Jefferson County Cities Unite Against State Bills Seen as Eroding Local Control

Local leaders warn proposed legislation could shift annexation power away from cities and phase out voter-approved food tax revenue that funds core services.

Local leaders across Jefferson County are raising serious concerns over two Missouri Senate bills they say would strip cities of local control, impose new layers of government regulation, and undermine voter-approved local revenue, all while cities are calling for less interference from higher levels of government, not more.

Both measures, Senate Bill 1344 and Senate Bill 1239, were introduced by Mary Elizabeth Coleman, Jefferson County’s own state senator. According to local officials, the proposals were advanced without first reaching out to city leaders or asking how the legislation would affect their communities.

During a meeting held this past week, mayors and city administrators from multiple Jefferson County municipalities gathered to discuss shared challenges facing their cities. Those present said both bills were discussed at length, with every mayor in attendance expressing opposition.

Boundary Commission Proposal Raises Alarm Among Cities

Senate Bill 1344 would authorize Jefferson County to establish a countywide boundary commission with authority over municipal annexations and consolidations. Under the bill, cities would be required to submit any annexation proposal to the county for review, with no appeal process if the county denies it.

Local officials say the proposal represents a fundamental shift of power away from municipalities and toward county government, despite annexation decisions historically being handled at the city level.

In a written analysis opposing the bill, Bill Moritz, who authored one of the opposition letters, warned that the proposal would override local decision making without input from the cities affected.
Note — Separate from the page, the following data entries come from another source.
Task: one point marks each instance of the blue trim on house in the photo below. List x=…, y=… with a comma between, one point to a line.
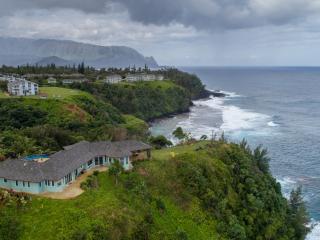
x=58, y=186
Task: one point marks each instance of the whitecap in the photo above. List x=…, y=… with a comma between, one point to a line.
x=272, y=124
x=315, y=233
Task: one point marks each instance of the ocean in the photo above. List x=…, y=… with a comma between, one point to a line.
x=276, y=107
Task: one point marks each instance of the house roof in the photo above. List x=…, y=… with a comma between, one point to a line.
x=63, y=162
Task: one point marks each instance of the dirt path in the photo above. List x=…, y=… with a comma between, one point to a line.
x=73, y=190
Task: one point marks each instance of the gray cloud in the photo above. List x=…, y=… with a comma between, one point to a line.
x=201, y=14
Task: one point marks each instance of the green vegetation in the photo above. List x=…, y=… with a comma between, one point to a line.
x=197, y=190
x=30, y=125
x=160, y=142
x=206, y=190
x=145, y=100
x=61, y=93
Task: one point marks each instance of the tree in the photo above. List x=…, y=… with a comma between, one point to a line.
x=115, y=170
x=178, y=133
x=260, y=155
x=298, y=213
x=160, y=142
x=204, y=137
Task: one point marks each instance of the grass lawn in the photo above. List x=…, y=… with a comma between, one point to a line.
x=60, y=93
x=119, y=211
x=3, y=95
x=154, y=84
x=52, y=93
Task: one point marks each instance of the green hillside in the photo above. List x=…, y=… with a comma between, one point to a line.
x=199, y=191
x=33, y=125
x=145, y=100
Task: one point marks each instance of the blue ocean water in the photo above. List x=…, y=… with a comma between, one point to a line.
x=276, y=107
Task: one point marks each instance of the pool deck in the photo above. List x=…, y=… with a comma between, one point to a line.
x=73, y=190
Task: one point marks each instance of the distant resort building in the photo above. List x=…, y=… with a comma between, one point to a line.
x=53, y=173
x=114, y=78
x=8, y=78
x=22, y=87
x=52, y=80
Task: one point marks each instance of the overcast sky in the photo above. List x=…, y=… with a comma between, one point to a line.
x=178, y=32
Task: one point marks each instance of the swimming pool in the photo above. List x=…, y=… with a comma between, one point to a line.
x=36, y=156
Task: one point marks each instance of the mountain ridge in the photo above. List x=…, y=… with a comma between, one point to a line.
x=18, y=51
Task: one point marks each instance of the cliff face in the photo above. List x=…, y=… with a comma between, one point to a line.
x=17, y=51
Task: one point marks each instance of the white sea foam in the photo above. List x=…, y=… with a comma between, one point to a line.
x=235, y=118
x=315, y=233
x=272, y=124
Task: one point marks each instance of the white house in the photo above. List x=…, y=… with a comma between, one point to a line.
x=52, y=80
x=7, y=78
x=143, y=77
x=22, y=87
x=70, y=81
x=114, y=78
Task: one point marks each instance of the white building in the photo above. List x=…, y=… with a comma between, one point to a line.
x=70, y=81
x=143, y=77
x=22, y=87
x=115, y=78
x=52, y=80
x=7, y=78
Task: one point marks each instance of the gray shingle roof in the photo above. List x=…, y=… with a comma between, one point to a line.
x=62, y=163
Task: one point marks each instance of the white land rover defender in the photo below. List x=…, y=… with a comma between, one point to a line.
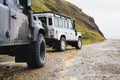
x=60, y=30
x=21, y=34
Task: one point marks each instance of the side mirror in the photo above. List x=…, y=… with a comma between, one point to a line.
x=5, y=2
x=29, y=2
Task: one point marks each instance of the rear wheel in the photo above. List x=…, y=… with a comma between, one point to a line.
x=38, y=51
x=78, y=44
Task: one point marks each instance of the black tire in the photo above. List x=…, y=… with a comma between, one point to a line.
x=38, y=51
x=78, y=44
x=62, y=44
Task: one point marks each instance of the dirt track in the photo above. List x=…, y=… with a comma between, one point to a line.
x=99, y=61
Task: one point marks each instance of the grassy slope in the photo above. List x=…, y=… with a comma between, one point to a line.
x=66, y=8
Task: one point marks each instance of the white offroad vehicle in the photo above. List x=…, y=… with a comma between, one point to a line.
x=60, y=30
x=21, y=34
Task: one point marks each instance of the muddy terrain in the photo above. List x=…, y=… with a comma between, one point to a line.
x=99, y=61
“Such a commission would require all cities within Jefferson County to submit any and all proposals for annexation to the county for review,” Moritz wrote. “If the county would deny the proposal, the city has no recourse. The proposal would be killed.”

Moritz added that the bill would “do nothing but widen the gap between the cities and Jefferson County government,” and questioned why the legislation was introduced without discussion with municipal leaders. Local officials argue that decisions over city boundaries, infrastructure planning, and growth should remain with locally elected governments accountable directly to residents, not a new layer of county oversight.

Food Tax Bill Could Strip Millions From City Budgets

Senate Bill 1239 would eliminate the state sales tax on food and phase out local sales taxes on food over four years, fully removing them by 2031. While supporters frame the bill as tax relief, city officials say it would come at a steep cost to municipalities—particularly because many food sales taxes were approved directly by voters to fund essential services.

Moritz used the City of Arnold as a concrete example of how damaging the proposal could be. In his letter, he wrote that Arnold’s total annual revenue was $25.4 million, with approximately $4.5 million—nearly 20 percent—coming from food sales.

“If SB 1239 becomes law,” Moritz warned, “Arnold would have to lay off 25 to 35 percent of its workforce, police included.”

He added that while the bill phases in over four years, the delayed timeline does little to soften the blow, noting that cities cannot realistically absorb losses of that magnitude without cutting services.

Crystal City Warns of Direct Local Impact

In a separate letter sent by the City of Crystal City, local officials echoed similar concerns, emphasizing that eliminating food sales taxes would significantly weaken municipal finances while doing little to address food insecurity.

The letter notes that many low-income residents already receive exemptions through SNAP and WIC programs, making the proposal ineffective as a cost-of-living solution. At the same time, Crystal City estimates it would lose nearly $500,000 annually in voter-approved revenue—funding that supports police and fire protection, street maintenance, and parks.

Moritz expanded the concern statewide, citing Missouri Department of Revenue figures showing that eliminating local food sales taxes would result in a $1 billion annual hit to Missouri local governments.

Mayors Present Unified Front

According to participants, opposition to both bills was unanimous among Jefferson County mayors. Officials expressed frustration that the legislation was introduced by their own state senator without first consulting local governments, and warned that the proposals move decision-making farther away from the communities they affect.

Moritz noted that mayors and city administrators from eight Jefferson County cities met in Crystal City specifically to coordinate their response and prepare formal letters opposing the legislation. Several local officials plan to raise their concerns directly with lawmakers in Jefferson City, emphasizing that cities are already being asked to do more with fewer resources.

Cities Say Bills Move in Wrong Direction

Taken together, local leaders argue Senate Bills 1344 and 1239 represent a broader shift toward centralized control—removing authority over city boundaries, undermining local tax bases, and overriding voter-approved decisions made at the ballot box. At a time when cities are asking for flexibility, fewer mandates, and respect for local governance, mayors say these proposals move Missouri in the opposite direction.